Monday, August 27, 2012
Dallas Willard - Question 2
“If your right eye causes you to
sin, tear it out and throw it away. For
it is better that you lose one of your members than that your whole body be
thrown into hell.” There are a few choice
sins that I have had quite a struggle with.
Everyone struggles with something.
This verse gives the best advice possible. Rather than let something that may cause more
temptation lurk around you, do away with it completely. Let there be not even a hint of
immorality. Otherwise, you are much more
susceptible to falling back into sin and separating yourself from the Lord.
“But I say to you, Love your enemies and pray for
those who persecute you, so that you may be sons of your Father who is in
heaven.” We all have people in our lives
that have wronged us. There are people
that we may not be too fond of. Yet we
are called to love these people anyway.
If we do not, and only love those who are easy to love, we are no better
than “tax collectors.” Even those who do
not follow Christ love the people whose company they enjoy or those that treat
them well. We would look just like the
rest of the world, and therefore ruin our witness to the lost around us.

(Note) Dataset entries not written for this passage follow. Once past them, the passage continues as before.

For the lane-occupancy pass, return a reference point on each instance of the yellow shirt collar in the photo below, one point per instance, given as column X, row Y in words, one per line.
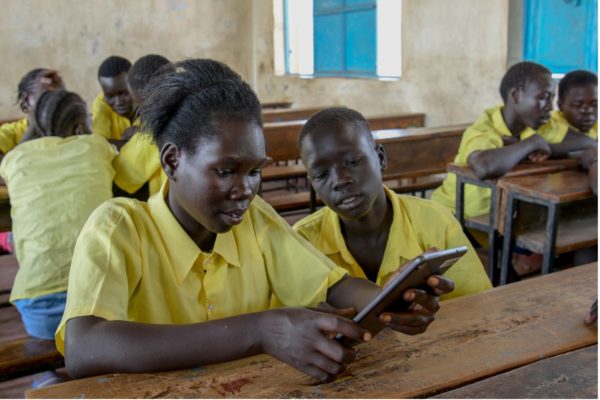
column 181, row 248
column 402, row 243
column 500, row 125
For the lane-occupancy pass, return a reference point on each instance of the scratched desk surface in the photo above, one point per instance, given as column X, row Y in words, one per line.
column 474, row 337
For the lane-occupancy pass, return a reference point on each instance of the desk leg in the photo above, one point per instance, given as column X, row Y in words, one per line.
column 507, row 242
column 550, row 242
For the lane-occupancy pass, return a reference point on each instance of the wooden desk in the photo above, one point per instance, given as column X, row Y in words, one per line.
column 488, row 223
column 551, row 191
column 473, row 337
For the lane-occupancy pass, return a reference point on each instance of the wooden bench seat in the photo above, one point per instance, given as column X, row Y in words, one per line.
column 28, row 356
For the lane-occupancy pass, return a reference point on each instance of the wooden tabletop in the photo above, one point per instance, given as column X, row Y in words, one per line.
column 473, row 337
column 557, row 187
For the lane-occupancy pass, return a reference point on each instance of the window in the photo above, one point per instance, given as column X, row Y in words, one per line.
column 340, row 38
column 561, row 34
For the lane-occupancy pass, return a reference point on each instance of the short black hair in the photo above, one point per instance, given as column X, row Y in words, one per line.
column 25, row 86
column 143, row 70
column 576, row 78
column 333, row 115
column 182, row 105
column 56, row 109
column 113, row 66
column 519, row 74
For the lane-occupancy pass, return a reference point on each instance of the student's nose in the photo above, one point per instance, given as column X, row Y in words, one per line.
column 341, row 178
column 244, row 188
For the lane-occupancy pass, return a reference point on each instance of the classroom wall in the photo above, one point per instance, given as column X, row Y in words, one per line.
column 454, row 52
column 75, row 36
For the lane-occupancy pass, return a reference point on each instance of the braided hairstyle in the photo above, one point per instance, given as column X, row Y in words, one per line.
column 142, row 71
column 333, row 115
column 519, row 75
column 58, row 112
column 113, row 66
column 186, row 97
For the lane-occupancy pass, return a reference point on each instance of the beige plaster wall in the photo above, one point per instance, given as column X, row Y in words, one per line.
column 75, row 36
column 454, row 52
column 454, row 55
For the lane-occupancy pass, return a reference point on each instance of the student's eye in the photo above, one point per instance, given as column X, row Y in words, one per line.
column 354, row 161
column 223, row 172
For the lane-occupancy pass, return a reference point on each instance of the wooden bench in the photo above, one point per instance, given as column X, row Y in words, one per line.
column 289, row 114
column 417, row 160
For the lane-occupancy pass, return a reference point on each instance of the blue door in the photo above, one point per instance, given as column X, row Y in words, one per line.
column 562, row 34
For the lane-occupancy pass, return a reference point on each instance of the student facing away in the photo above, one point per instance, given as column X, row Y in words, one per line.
column 138, row 161
column 112, row 110
column 54, row 183
column 30, row 87
column 186, row 278
column 366, row 228
column 577, row 106
column 505, row 135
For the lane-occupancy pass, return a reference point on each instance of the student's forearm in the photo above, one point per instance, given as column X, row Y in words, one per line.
column 95, row 346
column 489, row 164
column 573, row 141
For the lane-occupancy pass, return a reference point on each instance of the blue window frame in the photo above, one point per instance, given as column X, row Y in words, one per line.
column 345, row 37
column 562, row 34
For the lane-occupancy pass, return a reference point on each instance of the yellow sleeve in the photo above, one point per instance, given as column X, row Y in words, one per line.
column 299, row 274
column 137, row 162
column 11, row 134
column 105, row 268
column 101, row 117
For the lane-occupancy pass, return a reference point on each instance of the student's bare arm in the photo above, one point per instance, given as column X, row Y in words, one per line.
column 573, row 141
column 293, row 335
column 493, row 163
column 357, row 292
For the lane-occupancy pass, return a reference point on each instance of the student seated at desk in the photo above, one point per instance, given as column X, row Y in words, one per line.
column 366, row 228
column 186, row 278
column 138, row 161
column 54, row 183
column 112, row 110
column 505, row 135
column 31, row 86
column 577, row 107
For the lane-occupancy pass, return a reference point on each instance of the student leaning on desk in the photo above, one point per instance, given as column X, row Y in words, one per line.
column 505, row 135
column 186, row 278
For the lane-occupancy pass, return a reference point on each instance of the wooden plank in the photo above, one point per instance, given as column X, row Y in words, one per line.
column 573, row 375
column 289, row 114
column 28, row 356
column 473, row 337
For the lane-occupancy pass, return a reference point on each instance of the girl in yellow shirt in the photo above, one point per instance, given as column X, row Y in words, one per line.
column 186, row 279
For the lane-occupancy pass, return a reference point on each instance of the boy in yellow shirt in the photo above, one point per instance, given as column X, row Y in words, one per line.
column 69, row 173
column 505, row 135
column 577, row 106
column 112, row 110
column 186, row 278
column 138, row 161
column 366, row 228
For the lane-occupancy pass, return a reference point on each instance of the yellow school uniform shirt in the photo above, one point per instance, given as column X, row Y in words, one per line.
column 555, row 130
column 134, row 262
column 54, row 184
column 11, row 134
column 105, row 121
column 485, row 134
column 417, row 225
column 138, row 162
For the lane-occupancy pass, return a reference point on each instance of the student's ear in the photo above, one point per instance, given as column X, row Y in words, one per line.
column 381, row 156
column 169, row 159
column 515, row 94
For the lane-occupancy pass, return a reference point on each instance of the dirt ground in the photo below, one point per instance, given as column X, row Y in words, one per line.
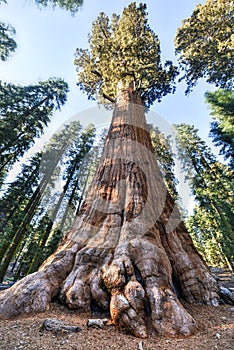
column 215, row 331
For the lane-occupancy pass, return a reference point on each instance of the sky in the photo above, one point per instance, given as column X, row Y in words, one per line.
column 47, row 40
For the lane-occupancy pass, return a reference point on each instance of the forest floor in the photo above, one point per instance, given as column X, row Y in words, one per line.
column 215, row 330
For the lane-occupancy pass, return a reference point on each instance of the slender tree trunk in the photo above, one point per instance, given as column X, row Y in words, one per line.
column 125, row 245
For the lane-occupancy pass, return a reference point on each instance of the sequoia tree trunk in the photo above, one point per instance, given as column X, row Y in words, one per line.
column 127, row 245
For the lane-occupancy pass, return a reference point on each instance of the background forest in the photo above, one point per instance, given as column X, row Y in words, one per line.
column 39, row 203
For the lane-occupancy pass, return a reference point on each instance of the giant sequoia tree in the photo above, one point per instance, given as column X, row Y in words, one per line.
column 127, row 244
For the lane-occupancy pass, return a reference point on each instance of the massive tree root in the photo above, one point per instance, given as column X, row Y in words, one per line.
column 127, row 247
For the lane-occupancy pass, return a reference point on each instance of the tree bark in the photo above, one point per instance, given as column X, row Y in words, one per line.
column 126, row 246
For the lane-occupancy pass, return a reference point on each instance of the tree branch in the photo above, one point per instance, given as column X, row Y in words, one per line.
column 109, row 98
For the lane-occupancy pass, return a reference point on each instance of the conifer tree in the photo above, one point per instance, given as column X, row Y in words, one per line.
column 205, row 44
column 128, row 240
column 212, row 187
column 221, row 103
column 24, row 113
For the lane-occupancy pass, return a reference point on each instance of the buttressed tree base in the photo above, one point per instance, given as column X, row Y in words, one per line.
column 126, row 246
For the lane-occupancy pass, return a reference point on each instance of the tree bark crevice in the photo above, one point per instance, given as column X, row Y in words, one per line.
column 125, row 245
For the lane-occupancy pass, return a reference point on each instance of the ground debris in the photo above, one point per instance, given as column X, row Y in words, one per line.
column 55, row 325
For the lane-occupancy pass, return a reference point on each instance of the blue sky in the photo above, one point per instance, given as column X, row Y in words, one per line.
column 47, row 40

Dallas Willard - Question 1
1. Let
your light shine before others.
2. Be
reconciled to your brother before you offer your gift.
3. Come
to terms quickly with your accuser.
4. If
something causes you to sin, get rid of it.
5. Do
not swear on anything.
6. Do
not resist the one who is evil, but turn the other cheek.
7. Give
to the one who begs from you.
8. Love
your enemies.
9. Pray
for those who persecute you.
10. Be
perfect as your heavenly Father is perfect.
Thursday, August 23, 2012
C.S. Lewis - Question 2
My home church is First Baptist Church of Mansfield,
Texas. A few years ago some leaders in
the church realized the need for discipleship among the men in the area. As a result, a weekend-long retreat known as “Man
Up” was created. This is a time once a
year when men all around the Mansfield area gather and do “manly things.” But there are also times of deep Bible study,
older men investing in younger men, worship, teaching, testimonies, etc. Each activity is based on making the
participants men after God’s heart – little Christs – so that they might leave
that place and be able to do the same for others. It draws men in, and then unleashes them back
out. It has proved to be a very
effective ministry with a larger impact than we ever could have imagined.
C.S. Lewis - Question 1
I
relate very well to Lewis’ words when he wrote “For what we are trying to do is
to remain what we call ‘ourselves,’ to keep personal happiness as our great aim
in life, and yet at the same time be ‘good.’
We are all trying to let our mind and heart go their own way – centered
on money or pleasure or ambition – and hoping, in spite of this, to behave
honestly and chastely and humbly.” This
is what I find so difficult about giving my all to God: that it is impossible
to live both for Him and for myself. Why
can’t I do both? I can be stubborn
sometimes, so I tried living like this for a while and finally realized it
didn’t work. I tried to be “good” and
hoped that after I accomplished whatever good was demanded of me that my “poor natural self will still
have some chance, and some time, to get on with its own life and do what it
likes.” There were times when I felt
tired of trying to be good and times that I wondered why I wasn’t getting
enough credit for being good. I have
come a long way since then, but sometimes I still see little glimpses of that
same living-for-two-masters attitude seeping in.
It can be difficult for me to completely stamp that out.